Il cuore della belva rimane il bicilindrico da 321 cm3, un motore che non è stato rivoluzionato ma che sa fare il suo dovere. 42 cavalli a 10750 giri/min e 29,4 Nm di coppia a 9000 giri/min: non è un razzo, ma è preciso, lineare, e incoraggia a giocare con la scatola dei sei rapporti. La vera evoluzione per il 2020 si trova nel gruppo anteriore. Yamaha ha installato una forcella a steli rovesciati da 37 mm, più rigida, più imponente visivamente. Non è regolabile, ma su questa moto che si colloca tra la sportiva e la sport-GT, è un compromesso accettabile. Una forcella di alta gamma avrebbe fatto lievitare il budget, e il prezzo di 5999 euro rimane un argomento di peso di fronte alla concorrenza, come la Kawasaki Ninja 400.
Il telaio in acciaio a diamante e la frenata – un disco da 298 mm all'anteriore con pinza a doppio pistoncino, uno da 220 mm al posteriore – sono invariati, ma l'ABS è di serie.
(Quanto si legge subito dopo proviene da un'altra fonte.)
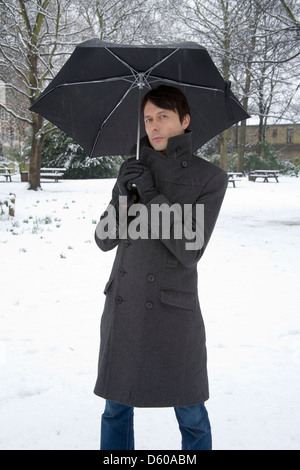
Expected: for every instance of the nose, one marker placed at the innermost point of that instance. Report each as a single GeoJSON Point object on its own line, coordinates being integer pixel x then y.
{"type": "Point", "coordinates": [154, 125]}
La connessione con il terreno guadagna in serietà con questa nuova forcella e pneumatici 110/70 e 140/70 su cerchi da 17 pollici. Per il pilota, Yamaha ha anche lavorato l'ergonomia: il serbatoio da 14 litri è stato ridisegnato per essere più largo e meno alto, i semi-manubri sono stati abbassati di 22 mm. Si adotta una posizione più impegnata, senza però trasformarsi in un martire.
La strumentazione ha fatto un balzo generazionale. Il vecchio combinato a lancette è stato sostituito da un display LCD ispirato a quello della R1, con un barregrafo per il regime, la velocità, il rapporto inserito. È chiaro, moderno, e aggiunge all'atmosfera racing. La R3 2020 non è una moto da circuito puro, ma vuole dare l'impressione di poter frangiare lo spirito di una. Mira chiaramente al giovane pilota che cerca una prima sportiva con un vero look, o al viaggiatore che vuole una macchina agile e divertente senza le costrizioni di una 600.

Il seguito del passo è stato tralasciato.